Permalink | Filed under: Hybrid Vigor, Valuing Intangibles.
More of my observations on the U.S. National Academies conference on Intangible Assets: Measuring and Enhancing Their Contribution to Corporate Value and Economic Growth. and the presentations made that day.
The discussion of the challenges and approaches to macroeconomic measurement of intangibles was greatly strengthened by the presentations of perspectives from not only the U.S., from Carol Corrado, The Conference Board and Brent Moulton, Bureau of Economic Analysis, but also from Jonathan Haskel from Queen Mary College, University of London, and Kyoji Fukao of Hitotsuboshi University and RIETI. I recommend the individual presentations for more detail but thought I would highlight a couple points that struck me.
Corrado pointed out that many of the expenditures in intangibles are co-investments in IT. This emphasizes the role of technology as a catalyst for change in organizations as well as a tool for accomplishing that change. Process improvement, increased employee competencies, improved customer service, are all inter-related. This comment was also interesting in light of Wladawsky-Berger’s presentation based on his experience at IBM on the role of intangibles in business.

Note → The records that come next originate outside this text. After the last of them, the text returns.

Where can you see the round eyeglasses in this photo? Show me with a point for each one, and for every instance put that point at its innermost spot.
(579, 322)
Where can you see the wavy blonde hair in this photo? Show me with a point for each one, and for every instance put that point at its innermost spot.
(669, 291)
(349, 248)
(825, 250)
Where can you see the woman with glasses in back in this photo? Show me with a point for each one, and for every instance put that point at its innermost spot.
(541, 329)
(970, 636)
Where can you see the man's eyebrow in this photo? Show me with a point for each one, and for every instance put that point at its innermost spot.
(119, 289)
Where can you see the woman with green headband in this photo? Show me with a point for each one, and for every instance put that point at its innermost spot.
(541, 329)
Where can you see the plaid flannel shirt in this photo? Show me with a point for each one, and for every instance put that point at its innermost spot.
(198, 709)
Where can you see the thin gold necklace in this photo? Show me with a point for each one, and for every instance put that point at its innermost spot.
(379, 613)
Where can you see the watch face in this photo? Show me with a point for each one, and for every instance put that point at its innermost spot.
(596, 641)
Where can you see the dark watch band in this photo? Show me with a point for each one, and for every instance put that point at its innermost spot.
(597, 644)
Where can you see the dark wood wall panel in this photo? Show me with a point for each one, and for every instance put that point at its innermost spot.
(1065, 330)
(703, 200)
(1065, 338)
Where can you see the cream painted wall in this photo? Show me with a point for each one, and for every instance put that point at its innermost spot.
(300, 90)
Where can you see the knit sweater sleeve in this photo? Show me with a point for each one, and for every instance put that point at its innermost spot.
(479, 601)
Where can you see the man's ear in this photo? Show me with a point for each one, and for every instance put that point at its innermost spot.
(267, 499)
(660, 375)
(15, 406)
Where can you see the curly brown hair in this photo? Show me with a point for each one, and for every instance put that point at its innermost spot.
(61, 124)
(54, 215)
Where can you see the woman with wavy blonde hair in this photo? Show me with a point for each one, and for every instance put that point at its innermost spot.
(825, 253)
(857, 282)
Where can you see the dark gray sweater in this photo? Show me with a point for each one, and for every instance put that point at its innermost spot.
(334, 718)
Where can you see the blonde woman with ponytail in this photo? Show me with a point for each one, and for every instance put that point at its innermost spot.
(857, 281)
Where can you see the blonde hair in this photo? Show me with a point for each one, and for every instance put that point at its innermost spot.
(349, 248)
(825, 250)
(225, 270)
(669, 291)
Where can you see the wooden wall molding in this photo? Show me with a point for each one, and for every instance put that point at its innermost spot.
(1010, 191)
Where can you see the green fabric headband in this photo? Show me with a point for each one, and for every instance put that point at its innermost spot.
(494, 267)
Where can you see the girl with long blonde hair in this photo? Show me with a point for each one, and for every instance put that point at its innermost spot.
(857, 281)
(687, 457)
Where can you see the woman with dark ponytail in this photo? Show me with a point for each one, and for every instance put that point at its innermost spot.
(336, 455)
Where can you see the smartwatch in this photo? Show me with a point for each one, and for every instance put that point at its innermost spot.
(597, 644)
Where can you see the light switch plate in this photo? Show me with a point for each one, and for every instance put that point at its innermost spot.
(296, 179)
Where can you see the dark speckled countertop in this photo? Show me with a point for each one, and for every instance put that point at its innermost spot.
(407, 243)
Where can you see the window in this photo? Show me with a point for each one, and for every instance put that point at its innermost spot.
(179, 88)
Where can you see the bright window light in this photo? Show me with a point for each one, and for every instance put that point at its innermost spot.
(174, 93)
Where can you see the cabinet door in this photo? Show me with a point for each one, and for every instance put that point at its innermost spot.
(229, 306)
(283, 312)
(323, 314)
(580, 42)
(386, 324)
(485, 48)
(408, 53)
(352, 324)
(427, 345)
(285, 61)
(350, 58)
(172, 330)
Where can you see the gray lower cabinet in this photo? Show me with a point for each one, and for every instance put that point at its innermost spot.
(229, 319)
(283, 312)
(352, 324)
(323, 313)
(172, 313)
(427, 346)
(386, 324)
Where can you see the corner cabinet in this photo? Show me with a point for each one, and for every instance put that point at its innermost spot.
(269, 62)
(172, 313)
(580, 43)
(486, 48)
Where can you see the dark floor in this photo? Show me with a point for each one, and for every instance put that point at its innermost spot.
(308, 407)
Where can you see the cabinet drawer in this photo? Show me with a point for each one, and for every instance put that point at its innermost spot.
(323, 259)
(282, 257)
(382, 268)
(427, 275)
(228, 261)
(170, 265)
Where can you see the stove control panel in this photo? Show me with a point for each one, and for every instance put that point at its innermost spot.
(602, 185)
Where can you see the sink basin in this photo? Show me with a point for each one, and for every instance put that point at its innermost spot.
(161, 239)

Using the approaches developed by Corrado, Hulten and Sichel in 2006 on Intangible Capital and Economic Growth, it appears the intangibles investment in the UK and Japan is much lower than in the U.S. But then Fukao dug into the numbers. He pointed out that one component of the calculation of investment in organizational structure is the CEO’s time commitment to corporate strategy. Data shows that, in the U.S., CEOs spend 20% of their time on strategy (versus 9% in Japan). Further, CEOs in the U.S. earn about 10 times more than their counterparts in Japan. So 20% of U.S. CEO compensation will far outreach 9% of Japanese CEO time.
Another difference in the calculations was in the differing role of formal versus on-the-job training. The U.S. tends to use formal training for employees. Japan relies more heavily on informal training. So the U.S. calculation under-counts Japan’s investment of 9% of the average worker’s time in on-the-job training.
These two factors lead to higher calculation of the U.S. investment in intangibles—but I was left wondering whether the U.S. calculation is valid … Another demonstration of the challenges ahead on measurement of intangibles.